Cole Hamels Is Back In Top Form
You wouldn’t know it by his 5-13 record, but Cole Hamels has been nothing short of dominant since the calendar turned from June to July. Over his last eight starts, the lefty has compiled a 1.98 ERA in 59 innings, the tenth-best ERA in that timespan among all Major League starters (fourth among NL SP). He lowered his overall ERA to 3.65, a respectable number considering it was teetering on 5.00 at the end of May.
There hasn’t been one overwhelming change that has led to Hamels’ recent hot streak; rather, it has been a combination of small improvements that collectively added up into the top-tier starting pitcher the Phillies signed to a six-year, $144 million contract extension on July 25 last year. Unfortunately, the changes don’t lend themselves to terribly in-depth analysis, so this will be quick to get through.
- Fewer walks: In Hamels’ first 17 starts, he walked 7.3 percent of batters and threw only 48.5 percent of pitches in the strike zone. In his most recent eight starts, Hamels has cut his walk rate down to 3.5 percent and tossed 53.3 percent of pitches in the zone.

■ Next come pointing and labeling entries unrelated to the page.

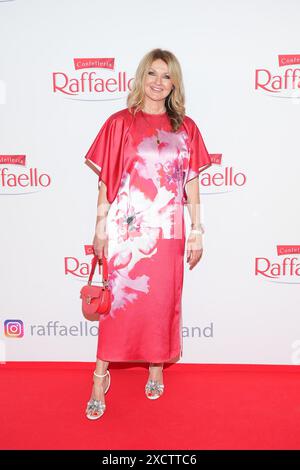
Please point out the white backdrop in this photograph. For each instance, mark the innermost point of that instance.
(241, 303)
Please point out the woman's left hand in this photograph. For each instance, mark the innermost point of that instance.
(194, 249)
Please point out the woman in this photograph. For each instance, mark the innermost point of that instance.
(150, 155)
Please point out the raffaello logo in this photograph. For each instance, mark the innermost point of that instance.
(104, 84)
(223, 180)
(13, 328)
(20, 180)
(285, 270)
(78, 269)
(283, 82)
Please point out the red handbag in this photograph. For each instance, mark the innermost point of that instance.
(96, 300)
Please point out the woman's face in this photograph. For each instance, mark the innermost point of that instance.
(158, 83)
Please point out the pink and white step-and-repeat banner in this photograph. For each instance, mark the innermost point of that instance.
(65, 67)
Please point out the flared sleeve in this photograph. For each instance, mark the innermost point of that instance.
(199, 158)
(107, 152)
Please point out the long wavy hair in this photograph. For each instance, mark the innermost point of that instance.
(175, 101)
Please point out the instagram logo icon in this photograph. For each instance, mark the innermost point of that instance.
(13, 328)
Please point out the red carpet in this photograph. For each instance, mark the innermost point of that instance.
(204, 407)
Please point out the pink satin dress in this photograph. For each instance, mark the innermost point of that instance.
(145, 166)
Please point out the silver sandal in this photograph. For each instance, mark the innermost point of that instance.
(154, 389)
(95, 408)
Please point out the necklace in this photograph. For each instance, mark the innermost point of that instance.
(157, 138)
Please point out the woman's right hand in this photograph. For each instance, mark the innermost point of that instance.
(100, 245)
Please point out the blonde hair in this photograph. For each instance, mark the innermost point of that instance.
(174, 102)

- Fewer home runs: Hamels surrendered 13 home runs over his first 17 starts, but just three over his last eight. On a per-flyball basis, 11.1 percent of fly balls were home runs before, and only 4.5 percent after.
- BABIP: There has been a 21-point drop in BABIP from .310 to .289. How much of that is improved luck and how much is due to better pitching is debatable. Nevertheless, it is a small but noticeable difference that has helped improve his numbers.

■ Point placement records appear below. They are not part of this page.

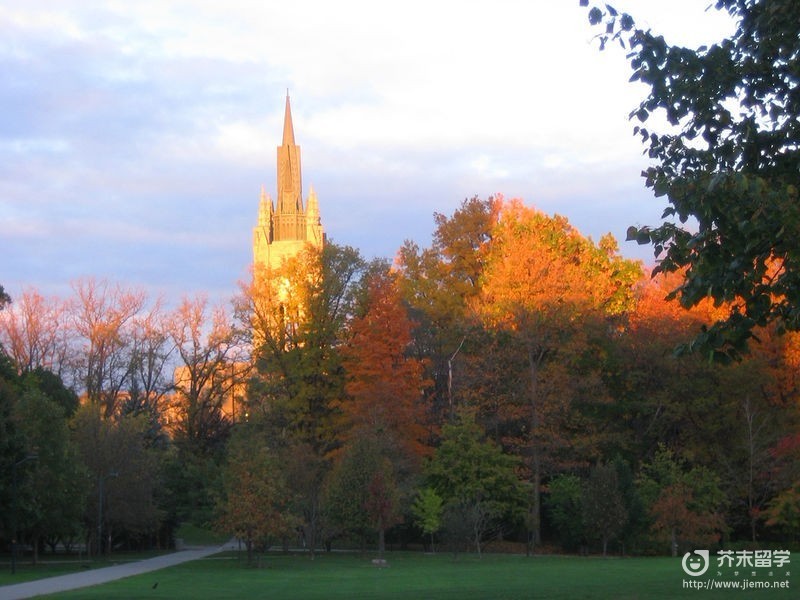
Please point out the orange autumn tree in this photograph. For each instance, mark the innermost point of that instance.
(550, 290)
(384, 382)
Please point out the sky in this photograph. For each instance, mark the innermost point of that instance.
(135, 136)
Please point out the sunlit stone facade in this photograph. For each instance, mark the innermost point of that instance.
(284, 227)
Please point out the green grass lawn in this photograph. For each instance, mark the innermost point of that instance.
(418, 576)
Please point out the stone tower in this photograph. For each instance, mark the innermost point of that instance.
(284, 228)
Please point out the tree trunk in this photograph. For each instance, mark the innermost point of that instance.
(534, 539)
(381, 542)
(674, 542)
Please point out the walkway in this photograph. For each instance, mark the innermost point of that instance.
(62, 583)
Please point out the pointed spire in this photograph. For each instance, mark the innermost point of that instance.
(265, 209)
(288, 129)
(312, 205)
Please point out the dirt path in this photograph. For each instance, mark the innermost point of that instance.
(62, 583)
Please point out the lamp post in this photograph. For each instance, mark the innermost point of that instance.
(14, 509)
(102, 480)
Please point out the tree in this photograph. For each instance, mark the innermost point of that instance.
(123, 477)
(551, 290)
(5, 299)
(438, 283)
(726, 161)
(102, 315)
(427, 511)
(565, 505)
(361, 493)
(604, 512)
(685, 503)
(35, 334)
(205, 344)
(256, 495)
(477, 482)
(55, 485)
(384, 384)
(298, 315)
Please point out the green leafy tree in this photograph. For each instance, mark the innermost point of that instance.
(477, 482)
(685, 502)
(721, 124)
(5, 299)
(604, 511)
(298, 315)
(362, 495)
(123, 477)
(55, 483)
(427, 512)
(564, 505)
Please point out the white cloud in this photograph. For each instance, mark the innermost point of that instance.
(147, 128)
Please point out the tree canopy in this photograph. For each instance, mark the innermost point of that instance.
(721, 124)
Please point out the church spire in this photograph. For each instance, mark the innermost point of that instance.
(288, 128)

All of the other telltale signs of success have actually gone in the other direction or haven’t changed at all. He is getting slightly fewer strikeouts and swings-and-misses overall; his velocity has declined; and he has been locating more pitches over the middle of the plate. There have been no meaningful changes in pitch selection, nor has there been any change in his batted ball distribution.
Just by eyeballing his game logs, his season really started to turn around with his May 20 start against the Marlins. To that point, Hamels had struck out more than six batters in a game just twice in nine starts and he walked three or more batters in four of nine starts. Additionally, nine of the 16 home runs he allowed this season occurred in his first nine starts. Since then, he has struck out more than six batters in eight of 16 starts and walked fewer than three in 14 of 16.
Any way you slice it, Hamels has for a while been elite, it just wasn’t that obvious by traditional metrics. His 3.69 xFIP on the season is around his pre-2010 levels and if he continues to pitch well, he will find himself putting up the same numbers we got so comfortable with over the previous three seasons.